The hallway was festooned with trophy big-game mounts and carved fish. Joe noted not only a display featuring Wyoming’s own Cutt-Slam of native trout including the Bonneville cutthroat, Yellowstone cutthroat, Colorado River cutthroat, and Snake River fine-spotted cutthroat, but Judge Hewitt’s prized display of the North American Wild Sheep Grand Slam. An eight-foot-tall full-size Alaskan brown bear mount stood at the end of the hallway as if to scare away visitors.

Although Joe wasn’t good at guessing the price of real estate, he knew the Hewitt home was worth millions, as were all the other Eagle Mountain Club residences. A multimillion-dollar home and extensive domestic and international trophy-hunting excursions couldn’t have been underwritten by Hewitt’s compensation as a county judge. So either Hewitt had a fortune behind him or—more likely—the wealth came from Sue. Joe made a mental note to find out. Great wealth often birthed great resentment and envy, often within extended families. Joe had experienced that situation before among area ranch scions. That angle was one he hadn’t thought about before and he wondered if it might open a whole new can of worms.

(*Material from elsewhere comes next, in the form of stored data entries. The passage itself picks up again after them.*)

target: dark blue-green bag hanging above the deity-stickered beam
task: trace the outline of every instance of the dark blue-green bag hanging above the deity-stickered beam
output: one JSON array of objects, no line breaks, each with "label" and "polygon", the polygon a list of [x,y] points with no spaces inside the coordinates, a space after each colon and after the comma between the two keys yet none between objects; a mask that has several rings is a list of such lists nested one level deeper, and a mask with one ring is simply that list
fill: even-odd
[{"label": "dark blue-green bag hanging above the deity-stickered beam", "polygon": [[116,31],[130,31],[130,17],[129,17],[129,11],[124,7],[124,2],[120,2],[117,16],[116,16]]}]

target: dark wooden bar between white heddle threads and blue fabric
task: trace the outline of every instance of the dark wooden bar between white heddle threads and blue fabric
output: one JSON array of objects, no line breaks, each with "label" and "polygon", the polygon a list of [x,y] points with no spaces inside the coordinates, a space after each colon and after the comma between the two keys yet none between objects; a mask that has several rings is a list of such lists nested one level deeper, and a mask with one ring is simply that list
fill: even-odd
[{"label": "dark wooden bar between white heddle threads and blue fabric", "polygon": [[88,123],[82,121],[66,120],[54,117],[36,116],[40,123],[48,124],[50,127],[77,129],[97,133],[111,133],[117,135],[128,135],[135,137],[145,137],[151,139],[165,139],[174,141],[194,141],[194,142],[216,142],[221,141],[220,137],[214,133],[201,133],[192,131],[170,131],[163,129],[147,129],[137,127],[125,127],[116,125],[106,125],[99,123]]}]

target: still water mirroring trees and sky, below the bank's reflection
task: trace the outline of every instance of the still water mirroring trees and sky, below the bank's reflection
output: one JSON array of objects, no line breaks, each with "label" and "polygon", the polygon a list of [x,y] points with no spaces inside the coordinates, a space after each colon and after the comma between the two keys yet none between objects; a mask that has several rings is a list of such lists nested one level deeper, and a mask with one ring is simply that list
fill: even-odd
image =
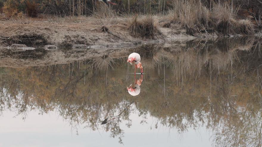
[{"label": "still water mirroring trees and sky, below the bank's reflection", "polygon": [[110,57],[2,67],[0,146],[261,146],[261,49],[244,38],[130,50],[144,75]]}]

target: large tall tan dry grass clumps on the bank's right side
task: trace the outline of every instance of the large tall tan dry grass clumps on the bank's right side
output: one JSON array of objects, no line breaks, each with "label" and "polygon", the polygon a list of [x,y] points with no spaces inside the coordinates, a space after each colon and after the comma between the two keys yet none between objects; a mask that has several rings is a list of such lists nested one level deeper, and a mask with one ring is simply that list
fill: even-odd
[{"label": "large tall tan dry grass clumps on the bank's right side", "polygon": [[168,22],[163,26],[171,26],[169,23],[180,23],[186,29],[187,34],[217,30],[224,34],[254,34],[254,26],[250,20],[237,20],[238,8],[232,8],[228,4],[215,4],[212,10],[208,10],[200,1],[173,0],[173,10],[169,11]]}]

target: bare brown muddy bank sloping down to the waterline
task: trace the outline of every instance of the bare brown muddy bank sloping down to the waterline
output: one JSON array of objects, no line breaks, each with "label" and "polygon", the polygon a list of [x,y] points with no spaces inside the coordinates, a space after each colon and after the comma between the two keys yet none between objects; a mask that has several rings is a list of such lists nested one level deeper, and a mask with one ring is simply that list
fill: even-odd
[{"label": "bare brown muddy bank sloping down to the waterline", "polygon": [[[154,38],[131,36],[123,24],[115,23],[107,27],[95,23],[95,20],[84,23],[68,22],[54,24],[48,21],[35,21],[29,24],[13,23],[10,20],[0,21],[0,44],[10,46],[14,43],[29,47],[38,45],[56,45],[72,47],[74,44],[97,45],[101,48],[133,48],[142,44],[163,43],[167,40],[188,41],[196,37],[185,34],[185,30],[160,28],[161,34]],[[94,22],[94,23],[92,23]]]}]

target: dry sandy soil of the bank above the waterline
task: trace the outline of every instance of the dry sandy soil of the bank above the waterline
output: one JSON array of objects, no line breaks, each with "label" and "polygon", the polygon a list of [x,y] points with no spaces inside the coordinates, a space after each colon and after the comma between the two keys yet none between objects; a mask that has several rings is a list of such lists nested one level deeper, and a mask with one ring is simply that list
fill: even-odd
[{"label": "dry sandy soil of the bank above the waterline", "polygon": [[[28,38],[32,36],[39,39],[32,42],[33,44],[45,43],[60,47],[86,44],[123,48],[141,43],[158,43],[165,40],[185,41],[195,38],[185,34],[184,30],[169,28],[160,28],[162,35],[156,36],[154,39],[130,36],[125,29],[127,22],[128,20],[124,18],[98,20],[92,17],[1,20],[0,39],[11,38],[1,42],[2,45],[10,45],[14,42],[28,43],[26,36]],[[102,31],[103,24],[108,29],[107,33]],[[23,40],[19,40],[21,36],[23,36]]]}]

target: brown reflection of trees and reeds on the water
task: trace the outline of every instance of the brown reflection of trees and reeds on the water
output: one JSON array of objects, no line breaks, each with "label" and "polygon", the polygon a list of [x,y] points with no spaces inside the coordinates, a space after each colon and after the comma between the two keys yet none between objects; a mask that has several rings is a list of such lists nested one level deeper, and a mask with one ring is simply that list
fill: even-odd
[{"label": "brown reflection of trees and reeds on the water", "polygon": [[50,67],[2,68],[0,109],[24,118],[33,109],[57,110],[73,127],[86,124],[93,130],[108,117],[103,129],[120,143],[120,122],[130,127],[130,113],[138,110],[141,123],[151,115],[157,118],[155,127],[161,124],[180,132],[205,124],[215,132],[219,146],[260,146],[261,47],[254,39],[235,41],[202,40],[144,51],[145,73],[150,74],[144,75],[135,99],[125,89],[133,78],[113,75],[126,71],[124,60],[103,56]]}]

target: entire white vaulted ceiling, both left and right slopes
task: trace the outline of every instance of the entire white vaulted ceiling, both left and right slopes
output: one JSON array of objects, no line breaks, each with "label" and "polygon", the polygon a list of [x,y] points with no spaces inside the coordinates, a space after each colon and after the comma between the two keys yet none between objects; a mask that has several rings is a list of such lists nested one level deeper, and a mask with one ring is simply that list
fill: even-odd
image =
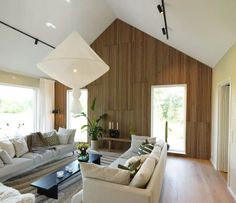
[{"label": "entire white vaulted ceiling, both left and right slopes", "polygon": [[[236,0],[165,0],[168,41],[156,9],[160,0],[70,1],[0,0],[0,20],[56,46],[74,30],[91,44],[119,18],[211,67],[236,41]],[[0,25],[0,69],[45,77],[36,64],[50,51]]]}]

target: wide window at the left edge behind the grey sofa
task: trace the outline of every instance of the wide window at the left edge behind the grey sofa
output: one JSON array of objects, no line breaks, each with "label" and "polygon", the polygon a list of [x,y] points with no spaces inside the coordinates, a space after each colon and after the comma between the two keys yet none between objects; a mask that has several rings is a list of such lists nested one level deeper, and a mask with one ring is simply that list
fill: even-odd
[{"label": "wide window at the left edge behind the grey sofa", "polygon": [[0,85],[0,137],[28,135],[36,130],[37,89]]}]

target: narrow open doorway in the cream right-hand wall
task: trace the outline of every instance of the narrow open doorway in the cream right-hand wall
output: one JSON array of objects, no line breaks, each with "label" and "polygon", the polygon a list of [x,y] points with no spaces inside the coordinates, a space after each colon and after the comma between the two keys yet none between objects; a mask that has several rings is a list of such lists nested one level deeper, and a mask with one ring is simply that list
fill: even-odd
[{"label": "narrow open doorway in the cream right-hand wall", "polygon": [[218,170],[228,182],[230,133],[230,82],[219,89]]}]

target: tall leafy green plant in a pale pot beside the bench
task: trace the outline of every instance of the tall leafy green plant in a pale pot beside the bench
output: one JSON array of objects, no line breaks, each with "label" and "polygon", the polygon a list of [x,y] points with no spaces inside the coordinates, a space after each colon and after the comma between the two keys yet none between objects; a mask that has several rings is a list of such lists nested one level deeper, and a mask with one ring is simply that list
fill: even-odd
[{"label": "tall leafy green plant in a pale pot beside the bench", "polygon": [[103,135],[103,128],[100,125],[102,119],[105,118],[106,114],[102,114],[99,117],[95,115],[96,110],[96,98],[94,98],[92,105],[90,107],[92,112],[92,118],[89,118],[84,112],[80,114],[80,116],[86,117],[88,120],[87,125],[83,125],[81,129],[86,129],[88,135],[91,137],[91,149],[97,150],[98,149],[98,138]]}]

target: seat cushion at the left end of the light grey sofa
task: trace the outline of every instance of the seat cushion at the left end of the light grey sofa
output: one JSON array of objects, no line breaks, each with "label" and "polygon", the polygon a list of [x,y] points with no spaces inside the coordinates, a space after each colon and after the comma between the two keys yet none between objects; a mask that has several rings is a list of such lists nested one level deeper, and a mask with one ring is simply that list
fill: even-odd
[{"label": "seat cushion at the left end of the light grey sofa", "polygon": [[3,168],[0,168],[0,177],[18,174],[19,171],[32,168],[34,165],[33,160],[25,158],[14,158],[12,159],[12,162],[12,164],[5,164]]}]

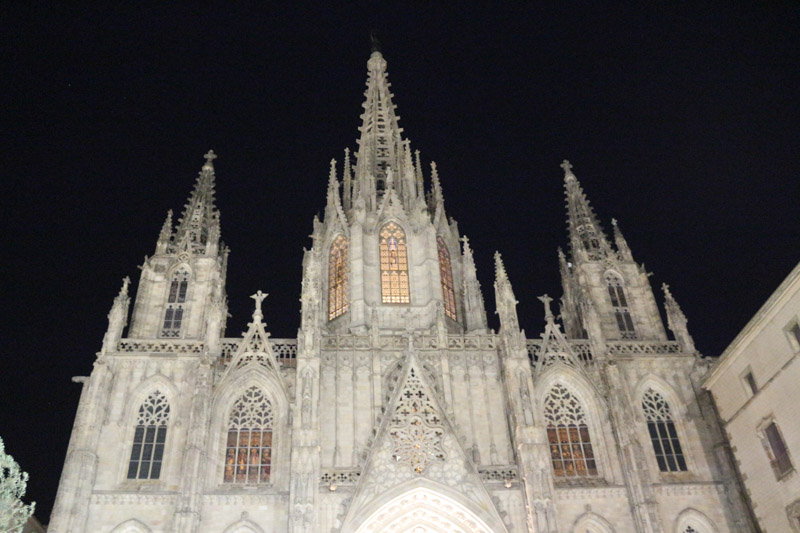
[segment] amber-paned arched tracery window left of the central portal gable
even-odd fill
[[[272,466],[272,404],[258,387],[236,401],[228,418],[225,483],[267,483]]]

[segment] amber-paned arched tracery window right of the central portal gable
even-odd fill
[[[561,383],[553,385],[545,398],[544,418],[556,477],[596,476],[597,462],[583,407]]]

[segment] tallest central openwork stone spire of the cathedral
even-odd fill
[[[362,181],[367,176],[375,180],[378,196],[386,188],[386,172],[388,167],[402,171],[403,140],[402,128],[398,125],[400,117],[395,115],[392,103],[390,83],[386,74],[386,60],[374,50],[367,61],[367,90],[364,92],[364,113],[359,128],[361,138],[358,140],[358,164],[356,180]],[[402,175],[402,173],[400,174]],[[360,187],[362,191],[365,188]]]

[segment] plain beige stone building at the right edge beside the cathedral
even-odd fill
[[[703,384],[713,394],[762,531],[800,532],[798,383],[800,264]]]

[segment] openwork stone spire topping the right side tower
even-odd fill
[[[572,246],[573,260],[578,260],[582,254],[587,259],[600,259],[611,254],[611,247],[603,234],[603,229],[594,214],[589,200],[581,188],[572,165],[564,160],[561,163],[564,169],[564,189],[567,197],[567,224]],[[576,249],[577,248],[577,249]]]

Joe could hear the murmur of voices coming from the back side of the house. On the way to the source, he passed several bedrooms, a home office, and a trophy room packed with more dead creatures from around the world.

“Sheriff Kapelow?” he called out.

“Back here, Joe,” Gary Norwood responded.

Joe walked around the bear, saw the kitchen to his left, and paused on the threshold of the dining room when Kapelow said, “Stop where you are.”

Joe did.

The sheriff stood facing Joe with his hands on his hips. Norwood and his evidence tech were on their hands and knees near the kitchen table wearing surgical masks and nitrile gloves. Norwood looked up and nodded a greeting to Joe. The forensics investigators were placing numbered cardboard tents on the perimeter of a large dried pool of blood on the hardwood.

“Don’t contaminate the crime scene,” Kapelow said.

“I didn’t intend to,” Joe replied.

“How did you even get in here?” the sheriff asked. His cadence was choppy and flat and he displayed no emotion.

“I took the back way,” Joe said.

“There’s a back way?” Kapelow asked, looking to Norwood.

Norwood shrugged. “Must be,” he said. “Joe said he took it.”

Kapelow said, “My explicit orders were to keep everyone away from the crime scene until it was investigated and secure. We haven’t even photographed it yet.”

“Don’t blame your men,” Joe said. “I bigfooted my way in.”

Joe looked over the sheriff’s shoulder into the room. He could see the large kitchen table, which was set with two empty place settings and a three-quarters-full bottle of wine. A mottled pile of food was on the floor to the left of the table next to a platter broken into white shards. The chair in which the judge had sat the night before was pushed back, and the large plate-glass window that spanned most of the back wall had a neat bullet hole in the center of it laced with a spiderweb of cracks in the glass.

“What are you hoping to find in here?” Joe asked. “It’s obvious where the bullet came from.”

He noted in his peripheral vision that Norwood looked away in response so Kapelow wouldn’t see him grin. Joe guessed that the sheriff had been an overbearing presence in the room and he hadn’t let Norwood simply do his job without interference.

“Solving a crime is as much about ruling things out as anything else,” Kapelow said. “It’s imperative that we corroborate everything the judge told us. In a panic situation like what he and Sue went through, memories can sometimes be less than accurate.”

Joe had no idea what that meant. “Do you suspect that something happened in here other than what Judge Hewitt told us?”